TRANSGENDER people and those with gender incongruence make up an estimated one per cent of patients. It is well understood that these patients have complex healthcare needs, including a greater incidence of depression and risk of suicide.
Access to appropriate healthcare is compounded by long waiting times to see specialists for gender reassignment treatment.
Indeed, a report from the House of Commons Women and Equalities Committee published at the end of 2015 went so far as to conclude that “the NHS is letting down trans people” who “encounter significant problems in using general NHS services due to the attitude of some clinicians and other staff who lack knowledge and understanding – and in some cases are prejudiced.”
It highlighted how unnecessary treatment delays can occur where GPs have not been trained in trans health issues and do not understand, for example, the new referral pathways in gender identity services. Common misunderstandings, it states, include the belief that local funding needs to be arranged or that a mental health assessment needs to be carried out – “neither of which is true in England since April 2013.”
Personal beliefs have also been found to influence decision-making. The report quotes one remark made to a trans patient by a GP who said: “You’ll be taking money away from more deserving cancer patients”. But the committee agreed with the chair of the NHS National Clinical Reference Group for Gender Identity Services that: “not treating people [for gender dysphoria] is not a neutral act – it will do harm.”
The General Medical Council responded by publishing new advice in March to help doctors support transgender patients. It is based on core guidance from Good Medical Practice and is also informed by relevant legislation including the Equality Act 2010.
MDDUS has certainly seen an increase in calls from members seeking advice and guidance when treating people with gender dysphoria, and they are often concerned about delays in accessing appropriate specialist help.
Many doctors have and will have transgender persons as patients but few are well equipped to deal with the issues that arise. Current medical training does not produce doctors skilled in transgender health.
There are specific risks associated with meeting the healthcare needs of transgender people and two areas where increased risk is clear are:
1. Patients who self-medicate from unregulated sources.
2. Patients who self-harm or consider suicide.
In relation to the first point, patients may seek bridging prescriptions until they can be seen by a specialist. In these circumstances, GPs may feel out of their depth and worry that they risk acting outside their level of competence and expertise.

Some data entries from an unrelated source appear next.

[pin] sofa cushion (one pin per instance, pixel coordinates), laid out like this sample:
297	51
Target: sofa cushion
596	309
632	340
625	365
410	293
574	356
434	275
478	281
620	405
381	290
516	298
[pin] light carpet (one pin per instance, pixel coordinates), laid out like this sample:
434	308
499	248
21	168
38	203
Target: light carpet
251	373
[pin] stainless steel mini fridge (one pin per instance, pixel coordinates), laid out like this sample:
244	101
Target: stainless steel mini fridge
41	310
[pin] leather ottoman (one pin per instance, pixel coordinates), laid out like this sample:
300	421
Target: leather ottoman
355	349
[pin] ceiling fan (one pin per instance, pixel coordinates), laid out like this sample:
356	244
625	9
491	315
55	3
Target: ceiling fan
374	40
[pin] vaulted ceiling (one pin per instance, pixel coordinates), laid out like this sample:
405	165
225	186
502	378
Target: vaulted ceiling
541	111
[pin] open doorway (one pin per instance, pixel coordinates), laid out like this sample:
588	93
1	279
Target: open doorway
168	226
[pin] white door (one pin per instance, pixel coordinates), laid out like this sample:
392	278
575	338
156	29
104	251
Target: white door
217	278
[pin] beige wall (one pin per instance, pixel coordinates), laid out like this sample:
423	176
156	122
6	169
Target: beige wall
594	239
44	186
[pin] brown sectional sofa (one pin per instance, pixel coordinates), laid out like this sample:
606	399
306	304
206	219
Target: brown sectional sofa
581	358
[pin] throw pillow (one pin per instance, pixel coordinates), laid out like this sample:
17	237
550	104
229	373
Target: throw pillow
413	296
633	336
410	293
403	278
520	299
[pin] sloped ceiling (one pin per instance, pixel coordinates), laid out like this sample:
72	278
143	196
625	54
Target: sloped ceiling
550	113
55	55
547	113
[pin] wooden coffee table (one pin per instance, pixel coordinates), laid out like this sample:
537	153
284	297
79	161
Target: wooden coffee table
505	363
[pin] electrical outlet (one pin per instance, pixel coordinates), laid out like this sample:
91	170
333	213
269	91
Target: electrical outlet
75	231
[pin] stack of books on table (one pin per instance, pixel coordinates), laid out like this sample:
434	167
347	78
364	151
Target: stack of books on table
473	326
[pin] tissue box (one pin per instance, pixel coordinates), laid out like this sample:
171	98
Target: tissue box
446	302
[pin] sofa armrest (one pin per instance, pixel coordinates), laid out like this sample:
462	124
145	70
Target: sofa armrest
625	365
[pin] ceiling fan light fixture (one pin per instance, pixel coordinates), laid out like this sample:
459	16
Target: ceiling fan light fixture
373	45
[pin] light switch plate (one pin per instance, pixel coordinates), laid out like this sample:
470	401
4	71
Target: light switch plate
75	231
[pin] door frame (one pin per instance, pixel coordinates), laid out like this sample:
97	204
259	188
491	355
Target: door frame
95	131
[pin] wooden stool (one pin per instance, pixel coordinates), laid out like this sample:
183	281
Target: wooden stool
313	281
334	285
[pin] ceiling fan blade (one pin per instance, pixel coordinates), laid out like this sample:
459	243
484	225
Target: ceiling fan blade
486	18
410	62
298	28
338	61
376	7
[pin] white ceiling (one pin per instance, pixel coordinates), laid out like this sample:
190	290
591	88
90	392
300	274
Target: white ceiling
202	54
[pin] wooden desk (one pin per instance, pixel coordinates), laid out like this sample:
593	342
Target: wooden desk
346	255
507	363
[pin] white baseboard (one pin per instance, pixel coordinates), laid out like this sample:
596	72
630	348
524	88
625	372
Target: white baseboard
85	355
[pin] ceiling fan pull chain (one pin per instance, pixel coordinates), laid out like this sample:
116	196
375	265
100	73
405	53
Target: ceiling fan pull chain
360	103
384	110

Regarding the second point, research shows transgender people experience significant isolation, marginalisation and discrimination and are particularly vulnerable to self-harm and suicide. This is often compounded by the effect of delays in accessing appropriate care. The Transgender Equality Network Ireland has reported as many as 83 per cent of trans people have seriously considered ending their life while 44 per cent said they self-harmed. Any patient with significant mental health issues may need referral to appropriate mental health services.
It is helpful that the GMC has entered the discussion at a time when many doctors who are not specialists in this field have questions about their roles and responsibilities. The regulator reminds all doctors that they must provide a good standard of care for their patients and in relation to transgender patients:
“Do your best to understand your patient’s views and preferences and the adverse outcomes they are most concerned about. It may well be that the risk to your patient of continuing to self-medicate with hormones is greater than the risk to them if you initiate hormone therapy before they’re assessed by a specialist.”

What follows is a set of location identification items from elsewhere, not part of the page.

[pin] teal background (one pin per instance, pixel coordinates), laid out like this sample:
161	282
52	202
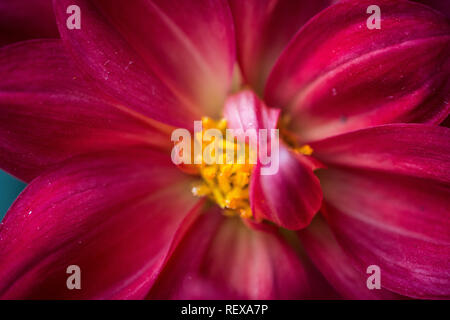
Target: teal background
9	190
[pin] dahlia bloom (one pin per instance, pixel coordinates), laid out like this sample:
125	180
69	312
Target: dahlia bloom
364	166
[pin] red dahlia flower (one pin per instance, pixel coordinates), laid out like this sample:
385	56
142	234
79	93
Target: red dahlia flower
364	167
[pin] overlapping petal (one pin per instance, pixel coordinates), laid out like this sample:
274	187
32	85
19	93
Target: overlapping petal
291	195
340	76
181	71
396	222
409	149
441	5
220	258
49	112
327	255
26	19
264	28
116	215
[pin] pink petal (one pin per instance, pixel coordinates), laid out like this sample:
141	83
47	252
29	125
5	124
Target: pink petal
442	5
188	45
264	28
291	197
335	265
220	258
411	149
337	75
398	223
49	112
26	19
245	111
117	215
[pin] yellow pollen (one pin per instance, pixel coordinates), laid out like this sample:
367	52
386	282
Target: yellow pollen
227	184
305	149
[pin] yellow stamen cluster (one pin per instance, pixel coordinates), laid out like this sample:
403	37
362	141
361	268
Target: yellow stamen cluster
227	184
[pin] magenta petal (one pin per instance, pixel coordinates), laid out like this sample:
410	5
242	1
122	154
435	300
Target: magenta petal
341	76
114	214
220	258
411	149
398	223
187	54
291	197
26	19
323	249
442	5
245	111
264	28
49	112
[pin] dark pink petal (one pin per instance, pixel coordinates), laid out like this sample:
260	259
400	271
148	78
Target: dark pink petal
337	75
411	149
48	112
245	111
398	223
290	197
26	19
117	215
442	5
220	258
264	28
349	280
151	54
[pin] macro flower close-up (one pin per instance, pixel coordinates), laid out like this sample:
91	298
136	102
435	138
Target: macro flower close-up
350	200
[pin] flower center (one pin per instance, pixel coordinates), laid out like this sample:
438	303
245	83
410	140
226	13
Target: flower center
224	180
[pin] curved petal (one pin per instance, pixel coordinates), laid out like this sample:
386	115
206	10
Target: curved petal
187	55
341	76
116	215
398	223
48	112
327	255
264	28
221	258
26	19
410	149
290	197
245	111
441	5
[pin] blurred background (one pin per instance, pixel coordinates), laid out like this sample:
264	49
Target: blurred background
9	190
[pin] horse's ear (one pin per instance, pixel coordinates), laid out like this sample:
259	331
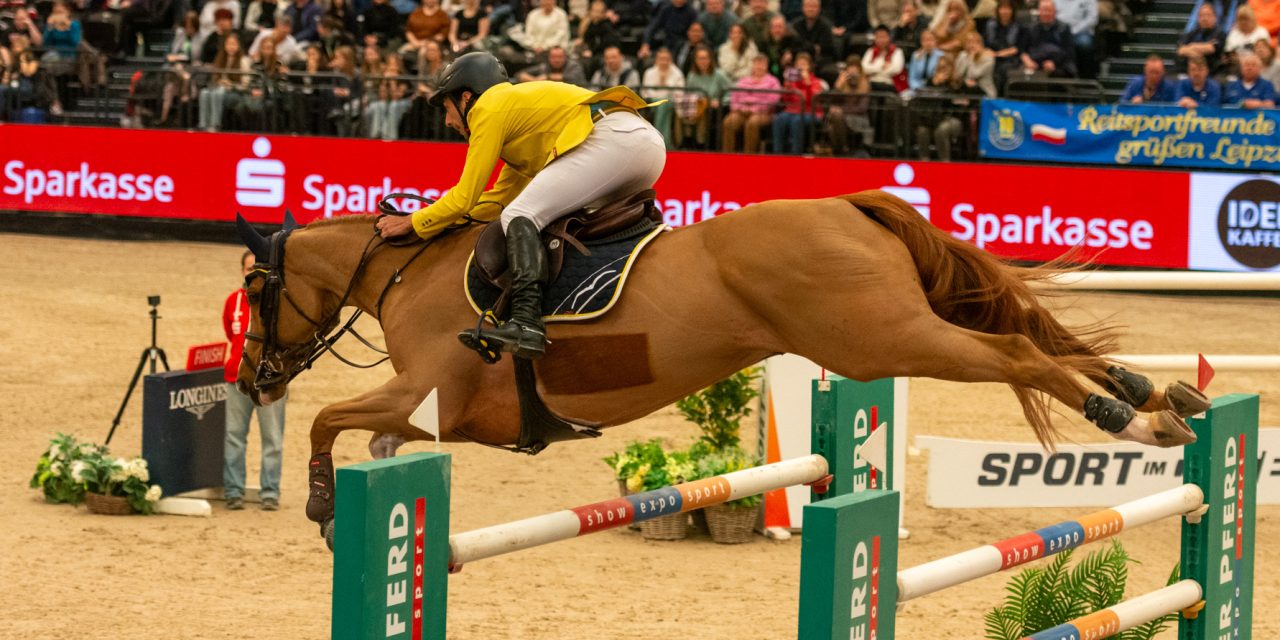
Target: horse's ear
252	240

In relation to bridging prescriptions, a matter which generates a significant proportion of calls to MDDUS, the GMC issues specific guidance:
“A GP should only consider issuing a bridging prescription in cases where all the following criteria are met:
a. the patient is already self-prescribing with hormones obtained from an unregulated source (over the internet or otherwise on the black market)
b. the bridging prescription is intended to mitigate a risk of self-harm or suicide
c. the doctor has sought the advice of a gender specialist and prescribes the lowest acceptable dose in the circumstances.”

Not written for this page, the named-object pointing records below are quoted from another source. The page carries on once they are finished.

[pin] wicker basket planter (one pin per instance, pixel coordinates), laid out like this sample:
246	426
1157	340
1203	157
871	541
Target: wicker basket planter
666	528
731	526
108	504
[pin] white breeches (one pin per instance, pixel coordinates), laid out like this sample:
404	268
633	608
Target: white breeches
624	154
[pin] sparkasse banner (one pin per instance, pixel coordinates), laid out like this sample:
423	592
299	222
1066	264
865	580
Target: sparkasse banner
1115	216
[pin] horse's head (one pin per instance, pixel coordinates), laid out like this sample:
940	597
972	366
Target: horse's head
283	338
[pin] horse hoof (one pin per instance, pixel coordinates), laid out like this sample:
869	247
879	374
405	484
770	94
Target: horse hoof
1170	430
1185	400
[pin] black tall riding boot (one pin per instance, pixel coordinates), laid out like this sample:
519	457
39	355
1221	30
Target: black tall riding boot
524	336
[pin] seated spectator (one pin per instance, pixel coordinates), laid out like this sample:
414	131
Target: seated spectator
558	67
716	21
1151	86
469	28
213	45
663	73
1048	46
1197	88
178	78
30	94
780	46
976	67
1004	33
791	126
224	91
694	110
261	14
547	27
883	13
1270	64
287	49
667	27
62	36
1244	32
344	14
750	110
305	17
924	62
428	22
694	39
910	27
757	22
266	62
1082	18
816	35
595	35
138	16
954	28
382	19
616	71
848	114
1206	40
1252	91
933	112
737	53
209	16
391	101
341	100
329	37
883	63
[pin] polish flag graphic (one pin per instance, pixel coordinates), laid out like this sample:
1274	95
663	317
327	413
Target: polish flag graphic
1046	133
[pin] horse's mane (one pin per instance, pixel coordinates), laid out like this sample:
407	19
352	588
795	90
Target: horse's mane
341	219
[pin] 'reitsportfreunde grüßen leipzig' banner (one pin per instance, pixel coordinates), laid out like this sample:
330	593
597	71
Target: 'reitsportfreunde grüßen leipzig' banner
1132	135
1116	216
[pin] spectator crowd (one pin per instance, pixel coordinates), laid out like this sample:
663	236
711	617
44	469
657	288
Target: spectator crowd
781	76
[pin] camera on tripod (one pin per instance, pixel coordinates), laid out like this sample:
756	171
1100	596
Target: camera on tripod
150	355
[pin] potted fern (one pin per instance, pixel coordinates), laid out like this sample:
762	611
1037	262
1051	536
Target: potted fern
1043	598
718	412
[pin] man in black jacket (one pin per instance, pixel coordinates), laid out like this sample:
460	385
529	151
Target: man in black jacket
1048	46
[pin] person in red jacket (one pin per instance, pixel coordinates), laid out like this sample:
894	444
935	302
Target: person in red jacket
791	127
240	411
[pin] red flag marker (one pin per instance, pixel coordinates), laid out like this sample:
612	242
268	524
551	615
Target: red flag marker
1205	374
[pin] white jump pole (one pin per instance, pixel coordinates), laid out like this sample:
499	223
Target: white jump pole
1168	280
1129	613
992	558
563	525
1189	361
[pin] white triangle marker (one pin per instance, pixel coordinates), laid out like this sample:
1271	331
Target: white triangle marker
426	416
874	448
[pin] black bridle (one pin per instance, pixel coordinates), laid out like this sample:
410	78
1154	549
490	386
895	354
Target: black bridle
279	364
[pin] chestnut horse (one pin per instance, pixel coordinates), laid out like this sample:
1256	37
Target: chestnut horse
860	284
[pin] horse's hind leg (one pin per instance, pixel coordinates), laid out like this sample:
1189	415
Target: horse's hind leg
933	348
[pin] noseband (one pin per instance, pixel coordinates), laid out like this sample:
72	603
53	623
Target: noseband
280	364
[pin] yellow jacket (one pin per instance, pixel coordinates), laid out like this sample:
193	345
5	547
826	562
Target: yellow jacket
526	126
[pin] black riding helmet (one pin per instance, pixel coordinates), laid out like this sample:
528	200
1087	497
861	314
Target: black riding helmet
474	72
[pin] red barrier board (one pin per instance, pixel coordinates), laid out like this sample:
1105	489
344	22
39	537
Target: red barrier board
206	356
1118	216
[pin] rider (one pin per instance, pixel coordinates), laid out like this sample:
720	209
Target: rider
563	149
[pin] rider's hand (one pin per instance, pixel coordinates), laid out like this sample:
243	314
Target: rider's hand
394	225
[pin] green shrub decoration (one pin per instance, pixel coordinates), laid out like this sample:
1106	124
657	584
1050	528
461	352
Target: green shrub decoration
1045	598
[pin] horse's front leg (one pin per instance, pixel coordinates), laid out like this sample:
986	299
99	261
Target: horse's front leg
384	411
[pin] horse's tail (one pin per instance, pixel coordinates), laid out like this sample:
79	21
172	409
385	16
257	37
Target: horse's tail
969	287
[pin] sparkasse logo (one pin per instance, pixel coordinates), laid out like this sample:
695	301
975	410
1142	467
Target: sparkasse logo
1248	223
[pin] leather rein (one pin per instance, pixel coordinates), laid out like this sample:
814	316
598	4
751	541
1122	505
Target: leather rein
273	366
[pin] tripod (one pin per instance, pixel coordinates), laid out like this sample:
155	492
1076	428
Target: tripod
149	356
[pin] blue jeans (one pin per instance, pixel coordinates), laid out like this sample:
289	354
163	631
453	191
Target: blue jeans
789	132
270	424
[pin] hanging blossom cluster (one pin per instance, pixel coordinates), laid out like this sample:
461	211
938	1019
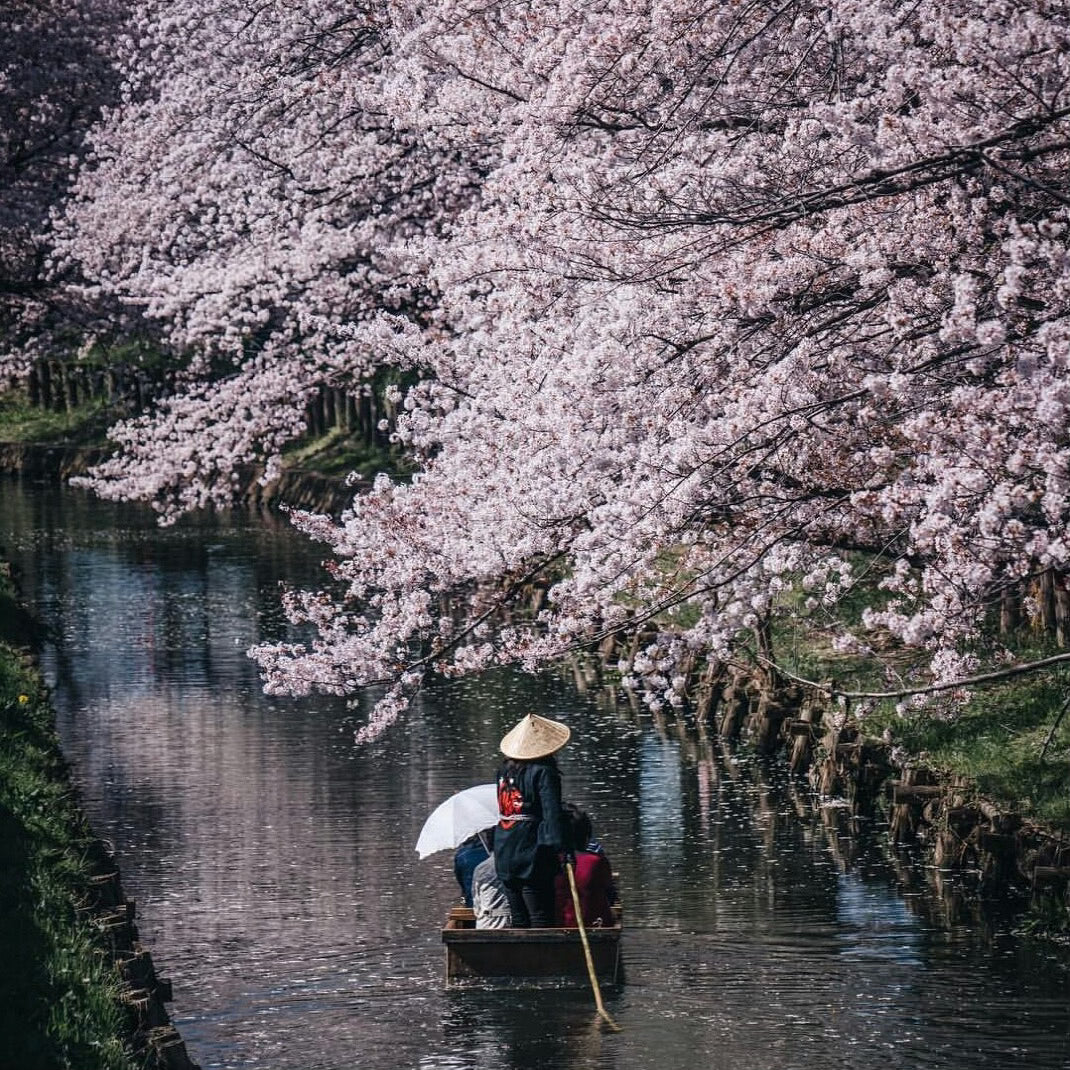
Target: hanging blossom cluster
704	300
57	74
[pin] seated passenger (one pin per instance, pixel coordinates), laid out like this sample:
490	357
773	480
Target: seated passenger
489	901
473	851
594	879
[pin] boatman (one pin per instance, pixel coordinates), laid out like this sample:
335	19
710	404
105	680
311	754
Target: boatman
530	840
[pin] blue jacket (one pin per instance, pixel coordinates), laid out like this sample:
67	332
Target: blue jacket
531	832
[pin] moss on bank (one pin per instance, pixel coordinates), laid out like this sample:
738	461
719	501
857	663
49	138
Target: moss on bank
59	994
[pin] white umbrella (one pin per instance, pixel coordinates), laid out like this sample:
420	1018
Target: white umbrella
460	816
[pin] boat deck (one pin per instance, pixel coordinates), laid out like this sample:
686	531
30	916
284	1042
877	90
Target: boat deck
528	952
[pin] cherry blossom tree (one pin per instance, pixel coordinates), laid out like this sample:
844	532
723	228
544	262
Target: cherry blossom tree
56	74
718	303
251	195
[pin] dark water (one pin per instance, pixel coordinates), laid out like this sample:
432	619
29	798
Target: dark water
276	883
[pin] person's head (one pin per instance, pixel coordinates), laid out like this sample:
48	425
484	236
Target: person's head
534	737
580	830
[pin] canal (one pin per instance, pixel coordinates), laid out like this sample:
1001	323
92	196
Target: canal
273	866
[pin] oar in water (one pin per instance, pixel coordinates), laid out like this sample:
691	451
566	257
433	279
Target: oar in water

If a patient requests treatment for gender dysphoria, the GMC says that “experts agree the best way to meet their needs is to refer them to a gender identity clinic (GIC) or gender specialist without delay.” It adds: “All GPs in England, Northern Ireland and Scotland may refer their patients directly to a GIC and do not need to refer them to a mental health service for assessment beforehand. GPs in England don’t need to seek prior approval from their clinical commissioning group (CCG).”
It is important that all doctors dealing with the health issues of patients with gender dysphoria understand and consider the regulator’s advice. Specific GMC guidance on treatment pathways in trans healthcare can be accessed under the “Good medical practice” section of their website. The page also has links to useful sites including an e-learning module about gender variance produced by the Royal College of GPs, and the Gender Identity Research and Education Society (GIRES).